Nous avons testé chacun de ces niveaux pour Model Armor et Bedrock Guardrails afin de mesurer leur impact sur les vulnérabilités identifiées par Promptfoo.

Promptfoo vulnerability summary – Bedrock Guardrails
Promptfoo vulnerability summary – Bedrock Guardrails

 

Promptfoo vulnerability summary – GCP Model Armor
Promptfoo vulnerability summary – GCP Model Armor

 

Promptfoo vulnerability summary – Azure Content Safety
Promptfoo vulnerability summary – Azure Content Safety

Pour les deux outils, le choix d’un niveau de détection plus contraignant a permis de bloquer plus de prompts malveillants, mais le niveau le plus bas suffit à éviter la majorité des attaques. Pour Azure Content Safety, les vulnérabilités les plus importantes sont bloquées, mais même les configurations les plus basses des deux outils précédents sont plus performantes.

Il est également important de noter qu’augmenter la sensibilité de détection augmente également la proportion de prompts légitimes bloqués par les filtre, ce qui peut impacter l’expérience utilisateurs.

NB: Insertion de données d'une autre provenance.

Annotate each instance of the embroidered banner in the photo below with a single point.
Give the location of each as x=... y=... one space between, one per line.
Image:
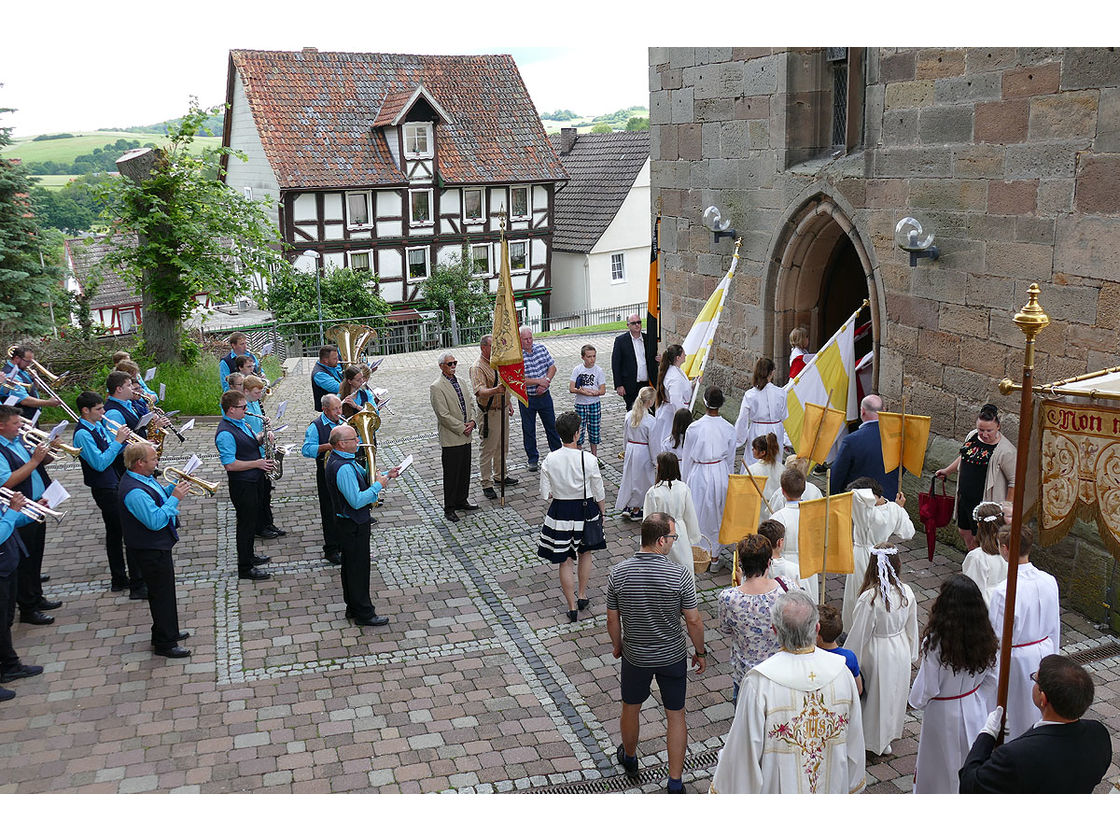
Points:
x=1080 y=474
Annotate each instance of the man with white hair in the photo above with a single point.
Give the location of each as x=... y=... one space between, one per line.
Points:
x=540 y=371
x=455 y=417
x=798 y=726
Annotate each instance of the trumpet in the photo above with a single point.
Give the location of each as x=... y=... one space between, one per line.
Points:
x=34 y=437
x=198 y=487
x=31 y=510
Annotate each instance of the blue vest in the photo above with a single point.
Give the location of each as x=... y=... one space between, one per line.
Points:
x=137 y=534
x=320 y=392
x=337 y=500
x=246 y=449
x=108 y=478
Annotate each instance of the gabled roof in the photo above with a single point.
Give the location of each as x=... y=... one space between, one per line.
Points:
x=316 y=114
x=602 y=169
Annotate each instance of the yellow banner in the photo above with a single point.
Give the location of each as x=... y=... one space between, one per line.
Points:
x=811 y=535
x=819 y=431
x=911 y=448
x=742 y=509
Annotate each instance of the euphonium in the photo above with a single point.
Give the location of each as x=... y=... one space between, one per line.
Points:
x=351 y=339
x=198 y=486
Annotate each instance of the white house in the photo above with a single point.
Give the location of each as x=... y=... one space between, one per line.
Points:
x=603 y=224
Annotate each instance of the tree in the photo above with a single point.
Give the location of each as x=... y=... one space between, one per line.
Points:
x=453 y=281
x=192 y=233
x=26 y=282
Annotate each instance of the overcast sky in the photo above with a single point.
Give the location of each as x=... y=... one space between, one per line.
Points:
x=71 y=65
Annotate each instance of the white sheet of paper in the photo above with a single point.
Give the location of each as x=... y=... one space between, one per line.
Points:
x=57 y=430
x=54 y=495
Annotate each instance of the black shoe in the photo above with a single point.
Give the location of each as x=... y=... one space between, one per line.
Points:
x=18 y=672
x=173 y=653
x=628 y=763
x=374 y=621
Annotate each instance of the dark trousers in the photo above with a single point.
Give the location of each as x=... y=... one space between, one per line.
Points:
x=158 y=572
x=330 y=542
x=456 y=475
x=539 y=404
x=246 y=504
x=124 y=572
x=8 y=655
x=355 y=568
x=28 y=587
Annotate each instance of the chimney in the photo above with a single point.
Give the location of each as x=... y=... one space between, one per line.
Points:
x=567 y=140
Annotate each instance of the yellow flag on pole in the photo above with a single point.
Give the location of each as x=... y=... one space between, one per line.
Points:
x=908 y=447
x=811 y=535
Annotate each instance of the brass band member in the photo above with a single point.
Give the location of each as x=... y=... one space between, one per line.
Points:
x=100 y=448
x=351 y=496
x=25 y=473
x=245 y=467
x=149 y=518
x=317 y=445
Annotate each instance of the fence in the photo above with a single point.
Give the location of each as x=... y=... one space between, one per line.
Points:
x=422 y=330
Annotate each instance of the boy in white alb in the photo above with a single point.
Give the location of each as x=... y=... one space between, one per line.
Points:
x=588 y=383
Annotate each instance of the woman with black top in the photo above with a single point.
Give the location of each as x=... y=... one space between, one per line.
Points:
x=987 y=467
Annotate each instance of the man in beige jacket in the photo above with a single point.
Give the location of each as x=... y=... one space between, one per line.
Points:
x=455 y=416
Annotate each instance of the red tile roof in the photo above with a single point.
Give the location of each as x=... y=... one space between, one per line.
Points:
x=316 y=111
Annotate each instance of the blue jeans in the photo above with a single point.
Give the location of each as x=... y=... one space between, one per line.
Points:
x=538 y=404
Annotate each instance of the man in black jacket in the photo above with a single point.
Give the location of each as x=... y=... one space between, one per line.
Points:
x=1060 y=754
x=633 y=365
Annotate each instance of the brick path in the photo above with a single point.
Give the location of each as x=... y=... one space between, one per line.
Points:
x=477 y=684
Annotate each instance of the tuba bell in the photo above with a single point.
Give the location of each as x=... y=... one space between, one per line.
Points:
x=351 y=339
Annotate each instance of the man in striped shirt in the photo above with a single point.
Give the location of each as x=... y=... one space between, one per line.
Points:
x=647 y=595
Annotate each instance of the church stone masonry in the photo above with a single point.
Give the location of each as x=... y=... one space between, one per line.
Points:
x=1011 y=155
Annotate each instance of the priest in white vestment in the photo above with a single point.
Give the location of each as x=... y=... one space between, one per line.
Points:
x=796 y=725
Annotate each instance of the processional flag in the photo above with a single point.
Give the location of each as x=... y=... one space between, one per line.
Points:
x=653 y=308
x=832 y=371
x=698 y=342
x=505 y=351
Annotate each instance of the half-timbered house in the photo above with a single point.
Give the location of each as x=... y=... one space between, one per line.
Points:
x=392 y=164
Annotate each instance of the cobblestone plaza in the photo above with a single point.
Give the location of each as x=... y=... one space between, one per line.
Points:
x=478 y=684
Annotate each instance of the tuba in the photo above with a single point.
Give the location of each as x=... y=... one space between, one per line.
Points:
x=351 y=339
x=366 y=423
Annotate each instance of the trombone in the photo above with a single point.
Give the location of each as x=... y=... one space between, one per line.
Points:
x=198 y=486
x=31 y=510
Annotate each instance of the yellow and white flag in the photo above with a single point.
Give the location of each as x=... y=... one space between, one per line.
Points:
x=698 y=342
x=831 y=371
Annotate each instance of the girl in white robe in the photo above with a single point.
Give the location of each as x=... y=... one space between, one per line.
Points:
x=672 y=495
x=874 y=520
x=638 y=470
x=985 y=565
x=884 y=638
x=762 y=411
x=709 y=458
x=955 y=684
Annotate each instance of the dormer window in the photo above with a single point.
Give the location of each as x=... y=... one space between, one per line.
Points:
x=418 y=140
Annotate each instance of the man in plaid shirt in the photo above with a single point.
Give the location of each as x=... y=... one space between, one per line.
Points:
x=540 y=370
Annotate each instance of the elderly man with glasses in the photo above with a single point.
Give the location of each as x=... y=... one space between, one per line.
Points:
x=633 y=364
x=455 y=417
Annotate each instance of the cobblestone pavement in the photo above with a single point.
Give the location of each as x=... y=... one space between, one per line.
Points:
x=478 y=683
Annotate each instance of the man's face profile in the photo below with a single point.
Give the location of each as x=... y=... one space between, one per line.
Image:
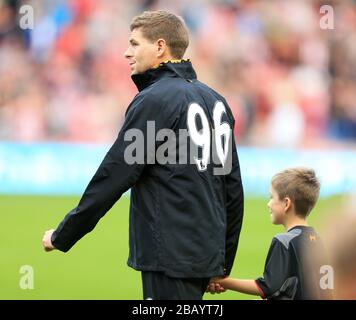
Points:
x=141 y=53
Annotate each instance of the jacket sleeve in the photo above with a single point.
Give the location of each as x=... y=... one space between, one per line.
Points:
x=113 y=177
x=234 y=209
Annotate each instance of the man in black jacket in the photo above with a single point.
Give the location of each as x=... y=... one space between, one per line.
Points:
x=186 y=193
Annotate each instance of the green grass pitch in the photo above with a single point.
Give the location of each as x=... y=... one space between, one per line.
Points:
x=95 y=268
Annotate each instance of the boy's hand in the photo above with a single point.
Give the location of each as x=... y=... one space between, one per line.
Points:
x=214 y=286
x=47 y=242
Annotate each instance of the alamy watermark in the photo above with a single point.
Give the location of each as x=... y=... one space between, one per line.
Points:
x=327 y=20
x=327 y=280
x=27 y=277
x=26 y=19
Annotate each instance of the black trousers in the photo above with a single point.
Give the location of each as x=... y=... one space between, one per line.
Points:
x=158 y=286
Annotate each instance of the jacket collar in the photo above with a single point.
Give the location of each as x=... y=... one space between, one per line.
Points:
x=173 y=68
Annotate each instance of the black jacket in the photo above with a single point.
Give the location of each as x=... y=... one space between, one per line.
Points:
x=184 y=221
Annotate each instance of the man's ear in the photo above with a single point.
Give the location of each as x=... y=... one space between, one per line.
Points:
x=161 y=47
x=287 y=204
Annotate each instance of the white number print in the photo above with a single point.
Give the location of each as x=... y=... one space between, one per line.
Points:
x=202 y=138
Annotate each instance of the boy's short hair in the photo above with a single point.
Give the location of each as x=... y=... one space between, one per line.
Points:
x=299 y=184
x=166 y=25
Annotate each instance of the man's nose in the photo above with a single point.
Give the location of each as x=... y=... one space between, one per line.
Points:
x=128 y=53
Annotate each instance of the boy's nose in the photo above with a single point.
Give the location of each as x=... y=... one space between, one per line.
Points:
x=127 y=53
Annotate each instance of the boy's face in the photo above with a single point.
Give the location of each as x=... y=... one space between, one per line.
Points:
x=276 y=207
x=141 y=53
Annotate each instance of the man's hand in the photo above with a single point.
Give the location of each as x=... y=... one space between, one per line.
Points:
x=214 y=286
x=46 y=240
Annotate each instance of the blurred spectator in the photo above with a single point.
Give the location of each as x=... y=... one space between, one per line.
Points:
x=340 y=240
x=289 y=82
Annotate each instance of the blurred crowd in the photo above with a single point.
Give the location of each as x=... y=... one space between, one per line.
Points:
x=289 y=80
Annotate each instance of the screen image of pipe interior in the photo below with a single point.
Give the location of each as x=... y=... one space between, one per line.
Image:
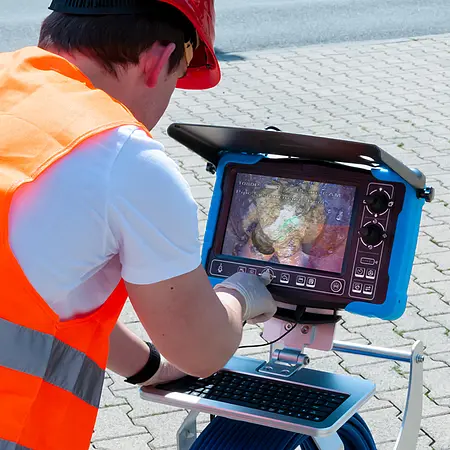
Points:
x=286 y=221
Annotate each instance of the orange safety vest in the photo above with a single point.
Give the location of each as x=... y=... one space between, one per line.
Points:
x=51 y=372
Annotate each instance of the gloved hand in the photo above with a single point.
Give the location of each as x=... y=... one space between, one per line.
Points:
x=166 y=373
x=259 y=303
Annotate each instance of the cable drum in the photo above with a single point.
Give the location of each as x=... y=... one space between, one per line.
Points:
x=227 y=434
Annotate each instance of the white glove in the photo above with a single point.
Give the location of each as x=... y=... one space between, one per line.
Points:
x=259 y=304
x=166 y=373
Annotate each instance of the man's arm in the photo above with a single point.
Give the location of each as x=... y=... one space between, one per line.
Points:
x=196 y=329
x=127 y=353
x=153 y=217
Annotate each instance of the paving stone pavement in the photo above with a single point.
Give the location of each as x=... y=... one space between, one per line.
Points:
x=395 y=94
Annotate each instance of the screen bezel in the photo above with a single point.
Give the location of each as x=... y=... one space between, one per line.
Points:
x=288 y=169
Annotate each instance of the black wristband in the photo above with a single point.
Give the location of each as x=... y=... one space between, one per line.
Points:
x=150 y=368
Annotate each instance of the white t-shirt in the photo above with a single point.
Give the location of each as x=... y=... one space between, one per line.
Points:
x=117 y=206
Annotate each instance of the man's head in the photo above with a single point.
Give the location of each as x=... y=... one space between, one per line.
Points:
x=136 y=54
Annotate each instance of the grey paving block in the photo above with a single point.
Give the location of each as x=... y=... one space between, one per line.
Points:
x=398 y=399
x=430 y=305
x=386 y=375
x=412 y=320
x=434 y=339
x=428 y=273
x=137 y=442
x=108 y=398
x=437 y=381
x=383 y=424
x=113 y=422
x=437 y=428
x=142 y=408
x=384 y=335
x=163 y=428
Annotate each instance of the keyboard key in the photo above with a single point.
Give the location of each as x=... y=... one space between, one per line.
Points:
x=275 y=397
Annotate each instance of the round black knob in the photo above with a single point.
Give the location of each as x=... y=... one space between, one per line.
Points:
x=378 y=202
x=372 y=234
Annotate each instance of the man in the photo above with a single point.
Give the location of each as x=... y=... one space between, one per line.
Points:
x=93 y=211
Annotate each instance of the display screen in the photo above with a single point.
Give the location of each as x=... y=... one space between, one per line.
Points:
x=293 y=222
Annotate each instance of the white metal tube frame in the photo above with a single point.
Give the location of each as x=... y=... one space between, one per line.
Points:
x=409 y=432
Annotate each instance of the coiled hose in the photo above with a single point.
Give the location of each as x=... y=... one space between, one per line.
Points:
x=227 y=434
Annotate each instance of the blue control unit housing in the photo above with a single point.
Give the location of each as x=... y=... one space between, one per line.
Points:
x=403 y=249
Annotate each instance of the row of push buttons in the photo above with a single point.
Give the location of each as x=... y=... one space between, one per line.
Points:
x=359 y=288
x=326 y=284
x=303 y=281
x=250 y=270
x=285 y=278
x=369 y=273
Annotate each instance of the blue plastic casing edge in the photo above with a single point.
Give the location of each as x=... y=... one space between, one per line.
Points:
x=216 y=201
x=402 y=255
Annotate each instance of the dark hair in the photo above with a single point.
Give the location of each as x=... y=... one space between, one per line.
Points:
x=117 y=40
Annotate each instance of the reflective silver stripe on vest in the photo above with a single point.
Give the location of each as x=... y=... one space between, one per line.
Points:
x=44 y=356
x=7 y=445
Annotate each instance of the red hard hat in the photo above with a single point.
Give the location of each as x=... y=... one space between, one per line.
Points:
x=203 y=71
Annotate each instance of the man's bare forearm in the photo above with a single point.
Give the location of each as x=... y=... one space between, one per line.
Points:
x=127 y=353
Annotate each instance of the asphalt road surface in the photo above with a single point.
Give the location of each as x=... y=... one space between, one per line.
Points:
x=244 y=25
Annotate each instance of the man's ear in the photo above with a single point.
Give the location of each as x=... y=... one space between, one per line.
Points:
x=154 y=62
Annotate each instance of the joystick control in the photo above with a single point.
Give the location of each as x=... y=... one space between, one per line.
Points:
x=378 y=202
x=372 y=234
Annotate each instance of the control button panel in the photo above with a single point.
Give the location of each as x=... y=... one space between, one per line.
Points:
x=281 y=277
x=372 y=234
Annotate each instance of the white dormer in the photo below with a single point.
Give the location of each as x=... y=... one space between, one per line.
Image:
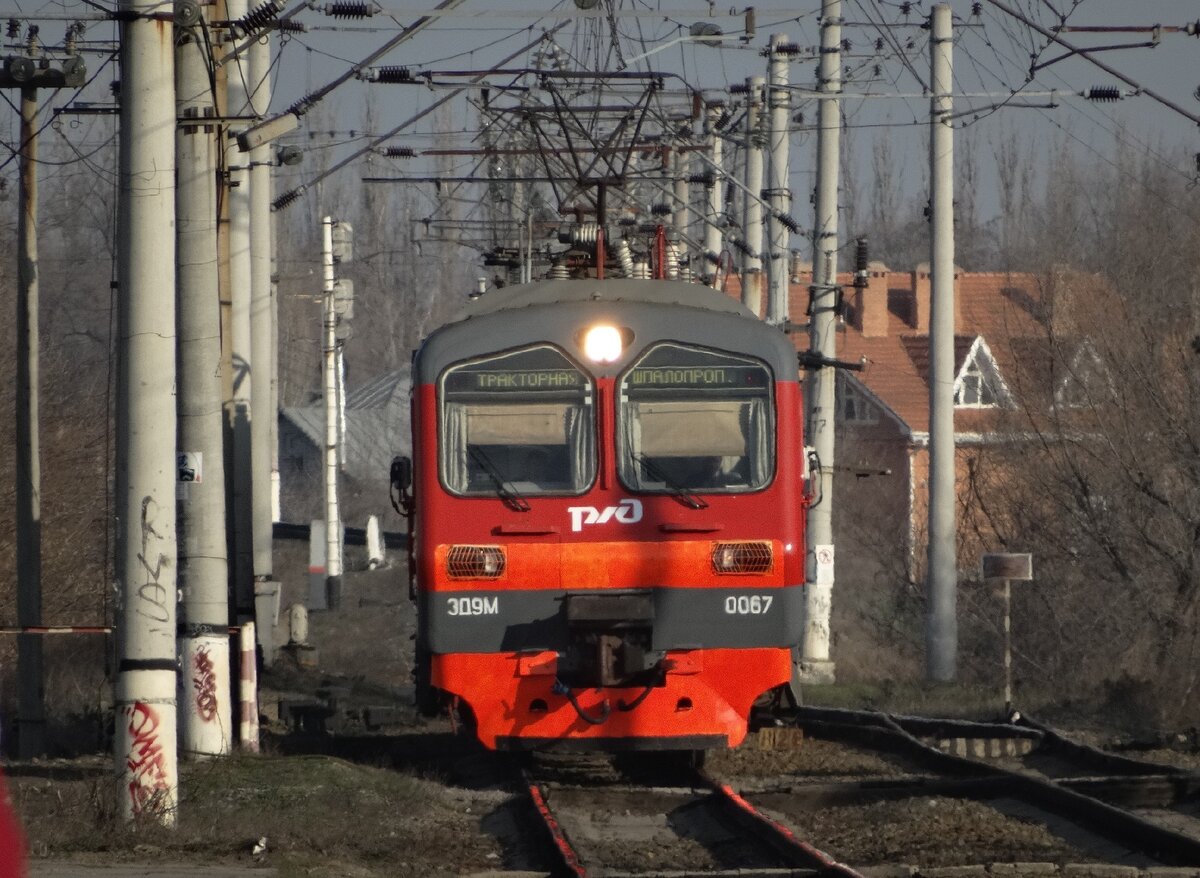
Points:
x=979 y=384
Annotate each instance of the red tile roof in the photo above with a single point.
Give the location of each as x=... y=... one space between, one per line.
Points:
x=1007 y=308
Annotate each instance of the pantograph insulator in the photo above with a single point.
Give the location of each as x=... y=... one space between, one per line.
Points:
x=394 y=74
x=285 y=199
x=347 y=8
x=1103 y=92
x=259 y=17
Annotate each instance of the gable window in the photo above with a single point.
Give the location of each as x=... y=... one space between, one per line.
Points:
x=1085 y=382
x=978 y=384
x=853 y=406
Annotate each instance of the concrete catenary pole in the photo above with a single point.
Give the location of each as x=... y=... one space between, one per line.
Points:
x=241 y=495
x=942 y=578
x=204 y=690
x=262 y=334
x=779 y=194
x=751 y=202
x=714 y=204
x=31 y=692
x=816 y=665
x=333 y=517
x=145 y=735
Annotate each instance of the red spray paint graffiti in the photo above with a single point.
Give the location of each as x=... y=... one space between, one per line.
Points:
x=205 y=685
x=145 y=762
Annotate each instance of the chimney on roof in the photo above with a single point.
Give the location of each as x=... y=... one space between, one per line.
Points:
x=922 y=289
x=870 y=302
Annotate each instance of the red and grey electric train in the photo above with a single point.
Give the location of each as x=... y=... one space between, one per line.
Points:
x=607 y=515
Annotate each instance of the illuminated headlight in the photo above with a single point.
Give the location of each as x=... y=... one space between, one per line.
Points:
x=603 y=343
x=475 y=563
x=742 y=557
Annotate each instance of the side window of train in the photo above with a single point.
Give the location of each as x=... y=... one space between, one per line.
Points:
x=696 y=419
x=519 y=424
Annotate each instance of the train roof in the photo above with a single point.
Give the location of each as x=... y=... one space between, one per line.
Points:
x=557 y=312
x=693 y=295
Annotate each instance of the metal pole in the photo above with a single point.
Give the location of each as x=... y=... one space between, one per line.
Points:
x=779 y=194
x=942 y=578
x=261 y=328
x=751 y=200
x=823 y=340
x=715 y=196
x=31 y=695
x=1008 y=648
x=238 y=100
x=145 y=739
x=205 y=699
x=333 y=517
x=274 y=408
x=682 y=198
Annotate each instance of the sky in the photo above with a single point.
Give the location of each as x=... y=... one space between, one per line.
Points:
x=887 y=58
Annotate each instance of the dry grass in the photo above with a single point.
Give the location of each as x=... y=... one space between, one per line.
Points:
x=319 y=816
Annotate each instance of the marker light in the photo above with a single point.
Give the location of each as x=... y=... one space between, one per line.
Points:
x=742 y=558
x=603 y=343
x=475 y=563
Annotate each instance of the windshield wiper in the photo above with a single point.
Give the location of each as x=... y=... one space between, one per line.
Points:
x=677 y=491
x=504 y=488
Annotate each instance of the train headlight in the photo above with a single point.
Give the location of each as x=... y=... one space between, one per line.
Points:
x=603 y=343
x=475 y=563
x=742 y=557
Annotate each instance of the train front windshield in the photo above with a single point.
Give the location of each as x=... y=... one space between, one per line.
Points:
x=517 y=422
x=697 y=420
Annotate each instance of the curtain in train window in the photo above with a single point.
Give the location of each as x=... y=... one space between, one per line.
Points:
x=697 y=420
x=521 y=422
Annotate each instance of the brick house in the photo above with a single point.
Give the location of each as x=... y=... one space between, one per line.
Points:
x=1017 y=352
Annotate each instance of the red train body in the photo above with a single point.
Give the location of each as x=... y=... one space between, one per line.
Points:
x=607 y=543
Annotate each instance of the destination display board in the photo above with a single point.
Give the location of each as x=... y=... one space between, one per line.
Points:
x=538 y=370
x=673 y=366
x=697 y=377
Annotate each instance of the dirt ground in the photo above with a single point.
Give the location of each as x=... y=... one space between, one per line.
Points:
x=394 y=794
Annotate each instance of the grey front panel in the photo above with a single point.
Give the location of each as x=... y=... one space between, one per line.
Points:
x=513 y=620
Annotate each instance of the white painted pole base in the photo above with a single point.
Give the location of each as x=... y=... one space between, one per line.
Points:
x=375 y=543
x=247 y=725
x=205 y=696
x=147 y=749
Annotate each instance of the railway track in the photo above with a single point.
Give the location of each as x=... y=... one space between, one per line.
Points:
x=1009 y=792
x=617 y=818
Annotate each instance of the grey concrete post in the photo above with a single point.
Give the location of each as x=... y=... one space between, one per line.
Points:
x=238 y=102
x=751 y=200
x=942 y=573
x=779 y=194
x=204 y=691
x=333 y=516
x=31 y=687
x=714 y=196
x=145 y=713
x=816 y=665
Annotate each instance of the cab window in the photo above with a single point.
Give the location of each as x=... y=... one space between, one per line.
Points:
x=521 y=424
x=697 y=420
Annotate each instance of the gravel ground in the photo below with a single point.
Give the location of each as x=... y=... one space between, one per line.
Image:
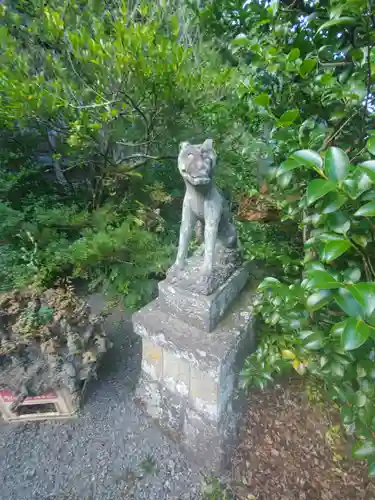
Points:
x=112 y=451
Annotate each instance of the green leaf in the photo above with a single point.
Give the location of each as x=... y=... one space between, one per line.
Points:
x=333 y=202
x=338 y=329
x=336 y=22
x=346 y=413
x=317 y=189
x=338 y=222
x=318 y=299
x=287 y=165
x=336 y=164
x=360 y=399
x=371 y=145
x=274 y=6
x=307 y=66
x=351 y=275
x=364 y=294
x=364 y=449
x=308 y=158
x=367 y=210
x=371 y=467
x=314 y=341
x=294 y=54
x=284 y=179
x=355 y=334
x=333 y=249
x=323 y=280
x=262 y=99
x=369 y=168
x=288 y=117
x=347 y=303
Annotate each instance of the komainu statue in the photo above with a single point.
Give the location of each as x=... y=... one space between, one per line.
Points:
x=206 y=210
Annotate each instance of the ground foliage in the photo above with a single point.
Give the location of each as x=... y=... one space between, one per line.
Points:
x=48 y=340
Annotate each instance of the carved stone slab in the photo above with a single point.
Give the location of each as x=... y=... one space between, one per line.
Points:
x=202 y=311
x=190 y=378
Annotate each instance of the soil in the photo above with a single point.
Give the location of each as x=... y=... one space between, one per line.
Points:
x=285 y=452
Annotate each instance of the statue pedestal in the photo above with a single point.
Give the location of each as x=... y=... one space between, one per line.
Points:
x=190 y=375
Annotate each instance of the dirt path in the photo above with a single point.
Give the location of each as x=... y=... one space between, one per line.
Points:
x=284 y=452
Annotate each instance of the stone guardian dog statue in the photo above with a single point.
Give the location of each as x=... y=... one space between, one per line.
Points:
x=204 y=206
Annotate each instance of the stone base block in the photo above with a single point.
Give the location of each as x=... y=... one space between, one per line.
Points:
x=190 y=378
x=202 y=311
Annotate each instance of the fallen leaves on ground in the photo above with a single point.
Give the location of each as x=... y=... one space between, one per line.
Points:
x=284 y=453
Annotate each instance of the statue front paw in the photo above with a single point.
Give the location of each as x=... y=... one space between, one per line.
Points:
x=176 y=268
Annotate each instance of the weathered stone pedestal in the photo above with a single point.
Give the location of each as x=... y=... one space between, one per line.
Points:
x=194 y=347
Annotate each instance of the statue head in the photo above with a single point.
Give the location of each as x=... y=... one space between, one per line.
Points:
x=196 y=162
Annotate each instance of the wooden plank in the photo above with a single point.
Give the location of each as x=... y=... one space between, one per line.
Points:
x=61 y=400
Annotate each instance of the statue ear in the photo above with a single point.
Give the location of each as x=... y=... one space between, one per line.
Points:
x=207 y=145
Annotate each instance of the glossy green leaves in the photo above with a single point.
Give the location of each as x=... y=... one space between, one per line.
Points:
x=336 y=164
x=317 y=189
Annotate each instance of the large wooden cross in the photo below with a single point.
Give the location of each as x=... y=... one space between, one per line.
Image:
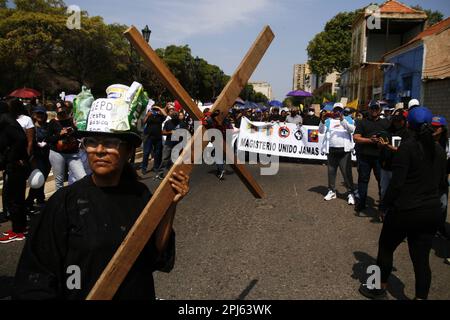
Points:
x=126 y=255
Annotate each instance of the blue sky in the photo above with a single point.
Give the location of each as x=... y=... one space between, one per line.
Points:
x=221 y=31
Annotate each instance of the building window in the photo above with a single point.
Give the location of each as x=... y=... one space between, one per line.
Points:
x=407 y=83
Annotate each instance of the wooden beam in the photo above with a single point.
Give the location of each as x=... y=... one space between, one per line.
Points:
x=122 y=261
x=243 y=73
x=159 y=67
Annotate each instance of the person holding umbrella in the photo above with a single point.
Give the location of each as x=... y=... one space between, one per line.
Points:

Binary Classification Comparison grapj

 

Coût

Chacune des trois solutions est facturée à l’utilisation, où Model Armor émerge comme solution la moins chère, avec seulement $0.10 par millions de tokens (au-delà des 2 millions gratuits), suivi de Bedrock Guardrails avec $0.15 par million de caractères, et enfin Azure Content Safety avec $0.38 par millions de caractères.

 

Insights

Les principaux éléments à retenir de notre étude sont :

  • Les guardrails disponibles via AWS, Azure et GCP sont parmi les plus performantes et offrent des performances similaires.
  • Le déploiement de guardrails avec une configuration par défaut permet de bloquer la majorité des prompts malveillants, mais certains parviennent toujours à passer. Il est donc important de configurer les filtres pour les adapter au mieux à l’application à protéger.
  • Pour des applications on-premise, ou lorsqu’une personnalisation avancée des filtres est nécessaire, des solutions plus complexes telles que NeMo Guardrails (Nvidia) peuvent être étudiées.

 

Piste d’amélioration

Notre travail offre une première comparaison entre les solutions de filtrage spécialisées pour les applications d’IA, il peut être étendu en incluant d’autres guardrails et en étudiant l’impact de la personnalisation sur l’efficacité des filtres.